More importantly, now that we're adding magic links to pre-fill the forms, we can use the data that the user already filled in the Pending TP form and pre-fill the normal TP form. It could look something like this:
And when the user clicks "here", the magic link redirects to a pre-filled TP form for existing-pkg:
WDYT?
woodruffw
commented
3 months ago Thanks for the detailed summary @facutuesca! I think that approach makes a lot of sense -- giving a user a link to do the correct thing rather than doing what we hope is the correct thing minimizes the amount of magic involved 🙂
Currently, when an owner attempts to create a "Pending Publisher" for a project that already exists and that they already own, they get the same error as when they don't own the project:
https://github.com/pypi/warehouse/blob/97ff3692081c621c8ccc4906c6d0e228bd5225ae/warehouse/oidc/forms.py#L190
Ideally, we would just create a regular publisher for them instead, or at the very least provide a more meaningful error message in this case.
Original issue below:
What's the problem this feature will solve? It currently isn't possible to have a separate Trusted Publisher workflow for development and official workflows because more than one workflow is not permitted from the same project repository.

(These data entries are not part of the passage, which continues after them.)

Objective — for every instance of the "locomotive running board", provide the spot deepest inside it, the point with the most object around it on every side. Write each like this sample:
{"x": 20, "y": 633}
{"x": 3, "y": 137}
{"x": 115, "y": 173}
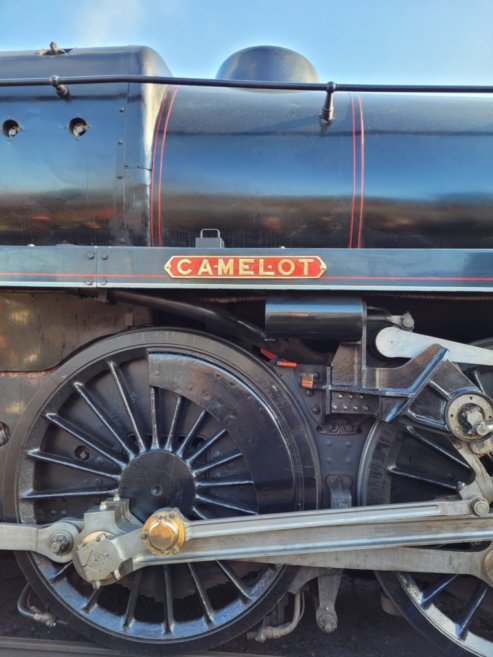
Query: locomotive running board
{"x": 92, "y": 267}
{"x": 113, "y": 543}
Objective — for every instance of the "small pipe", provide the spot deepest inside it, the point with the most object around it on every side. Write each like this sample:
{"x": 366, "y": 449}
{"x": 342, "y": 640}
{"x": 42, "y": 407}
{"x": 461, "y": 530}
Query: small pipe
{"x": 31, "y": 612}
{"x": 270, "y": 632}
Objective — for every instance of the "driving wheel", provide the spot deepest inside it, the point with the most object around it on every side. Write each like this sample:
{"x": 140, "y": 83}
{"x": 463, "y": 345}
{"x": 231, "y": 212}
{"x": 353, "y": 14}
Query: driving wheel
{"x": 164, "y": 418}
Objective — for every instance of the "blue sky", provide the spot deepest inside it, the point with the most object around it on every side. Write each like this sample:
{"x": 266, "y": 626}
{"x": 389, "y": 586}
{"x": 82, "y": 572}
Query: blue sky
{"x": 422, "y": 41}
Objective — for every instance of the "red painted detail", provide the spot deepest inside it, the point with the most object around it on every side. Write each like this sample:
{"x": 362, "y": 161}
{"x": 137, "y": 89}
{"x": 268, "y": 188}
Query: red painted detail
{"x": 353, "y": 201}
{"x": 407, "y": 278}
{"x": 268, "y": 354}
{"x": 241, "y": 267}
{"x": 161, "y": 158}
{"x": 153, "y": 172}
{"x": 362, "y": 177}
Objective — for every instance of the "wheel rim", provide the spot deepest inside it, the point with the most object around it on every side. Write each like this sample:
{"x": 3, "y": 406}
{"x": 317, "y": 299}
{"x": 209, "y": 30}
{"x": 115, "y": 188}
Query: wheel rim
{"x": 403, "y": 463}
{"x": 102, "y": 429}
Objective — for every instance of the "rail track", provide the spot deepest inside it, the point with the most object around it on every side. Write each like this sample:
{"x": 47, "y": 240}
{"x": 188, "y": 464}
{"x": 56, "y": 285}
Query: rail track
{"x": 364, "y": 630}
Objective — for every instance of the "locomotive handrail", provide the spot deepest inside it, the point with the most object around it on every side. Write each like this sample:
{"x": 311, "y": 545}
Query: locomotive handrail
{"x": 61, "y": 85}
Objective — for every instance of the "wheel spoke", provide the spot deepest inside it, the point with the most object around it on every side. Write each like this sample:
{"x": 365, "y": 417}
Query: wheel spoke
{"x": 419, "y": 477}
{"x": 474, "y": 374}
{"x": 168, "y": 600}
{"x": 216, "y": 463}
{"x": 203, "y": 597}
{"x": 125, "y": 397}
{"x": 91, "y": 602}
{"x": 207, "y": 445}
{"x": 430, "y": 593}
{"x": 37, "y": 455}
{"x": 174, "y": 424}
{"x": 472, "y": 607}
{"x": 223, "y": 483}
{"x": 78, "y": 433}
{"x": 129, "y": 615}
{"x": 225, "y": 504}
{"x": 191, "y": 434}
{"x": 234, "y": 579}
{"x": 102, "y": 417}
{"x": 154, "y": 418}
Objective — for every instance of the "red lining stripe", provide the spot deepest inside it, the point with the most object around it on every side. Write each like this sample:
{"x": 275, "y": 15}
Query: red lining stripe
{"x": 353, "y": 201}
{"x": 406, "y": 278}
{"x": 362, "y": 178}
{"x": 153, "y": 173}
{"x": 165, "y": 130}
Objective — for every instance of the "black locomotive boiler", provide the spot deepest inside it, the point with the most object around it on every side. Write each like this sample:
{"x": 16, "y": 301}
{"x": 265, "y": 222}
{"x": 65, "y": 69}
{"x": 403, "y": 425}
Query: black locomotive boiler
{"x": 213, "y": 397}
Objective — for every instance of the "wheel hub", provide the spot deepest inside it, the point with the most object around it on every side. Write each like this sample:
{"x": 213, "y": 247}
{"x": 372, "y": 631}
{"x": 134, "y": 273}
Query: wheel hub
{"x": 155, "y": 480}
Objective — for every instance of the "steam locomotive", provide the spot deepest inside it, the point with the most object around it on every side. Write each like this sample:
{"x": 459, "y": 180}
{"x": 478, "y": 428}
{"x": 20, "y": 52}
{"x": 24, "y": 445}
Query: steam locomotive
{"x": 213, "y": 395}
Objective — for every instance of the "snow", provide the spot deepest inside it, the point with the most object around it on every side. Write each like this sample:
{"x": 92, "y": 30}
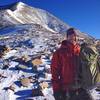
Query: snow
{"x": 9, "y": 54}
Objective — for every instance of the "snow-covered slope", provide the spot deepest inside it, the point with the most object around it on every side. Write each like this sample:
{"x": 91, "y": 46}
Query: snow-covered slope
{"x": 21, "y": 13}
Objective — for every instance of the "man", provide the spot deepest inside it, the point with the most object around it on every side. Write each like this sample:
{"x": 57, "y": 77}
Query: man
{"x": 64, "y": 66}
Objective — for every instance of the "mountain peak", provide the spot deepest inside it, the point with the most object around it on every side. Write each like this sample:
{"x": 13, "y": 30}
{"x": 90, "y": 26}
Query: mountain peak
{"x": 12, "y": 6}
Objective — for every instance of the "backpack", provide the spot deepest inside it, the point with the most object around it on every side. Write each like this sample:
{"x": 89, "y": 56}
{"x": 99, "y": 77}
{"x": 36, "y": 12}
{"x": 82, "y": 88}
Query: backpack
{"x": 89, "y": 66}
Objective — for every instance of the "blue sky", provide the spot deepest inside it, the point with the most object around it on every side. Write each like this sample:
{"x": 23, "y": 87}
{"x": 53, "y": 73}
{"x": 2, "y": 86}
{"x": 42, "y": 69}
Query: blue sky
{"x": 81, "y": 14}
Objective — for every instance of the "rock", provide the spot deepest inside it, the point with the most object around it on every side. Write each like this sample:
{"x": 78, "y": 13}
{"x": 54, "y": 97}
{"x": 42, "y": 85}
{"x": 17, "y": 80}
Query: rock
{"x": 25, "y": 82}
{"x": 36, "y": 62}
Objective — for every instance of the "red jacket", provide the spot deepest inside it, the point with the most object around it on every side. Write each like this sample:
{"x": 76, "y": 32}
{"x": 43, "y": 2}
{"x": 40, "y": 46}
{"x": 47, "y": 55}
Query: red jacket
{"x": 63, "y": 65}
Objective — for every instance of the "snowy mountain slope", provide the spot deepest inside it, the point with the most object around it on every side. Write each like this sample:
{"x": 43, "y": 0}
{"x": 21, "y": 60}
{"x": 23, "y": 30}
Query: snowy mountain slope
{"x": 24, "y": 14}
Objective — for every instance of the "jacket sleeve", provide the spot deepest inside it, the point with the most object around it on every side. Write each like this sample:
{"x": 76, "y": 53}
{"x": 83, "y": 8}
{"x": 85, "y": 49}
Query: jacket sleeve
{"x": 55, "y": 68}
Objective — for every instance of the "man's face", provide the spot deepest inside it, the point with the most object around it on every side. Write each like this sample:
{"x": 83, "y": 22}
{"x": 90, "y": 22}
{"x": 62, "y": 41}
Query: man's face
{"x": 72, "y": 38}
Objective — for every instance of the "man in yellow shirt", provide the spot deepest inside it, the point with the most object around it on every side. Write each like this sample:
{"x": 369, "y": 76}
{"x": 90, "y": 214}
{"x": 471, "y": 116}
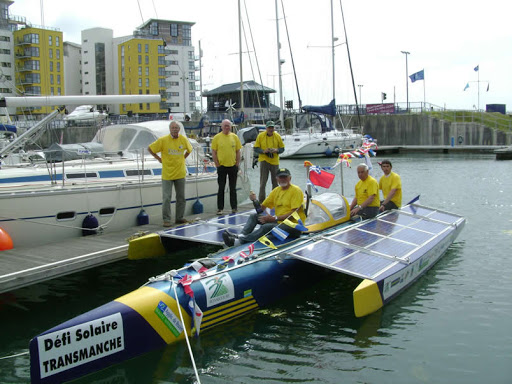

Describe the solution you'd like I have a Github Actions workflow
publish_package_devwhich publishes alpha and beta releases totest.pypi.org, and another workflowpublish_packagewhich publishes non development tagged releases topypi.org.However, when setting up a Trusted Publisher workflow for the test repository then it is no longer possible to add a Trusted Publisher for the non-test version of PyPi because it complains that "This project name is already in use".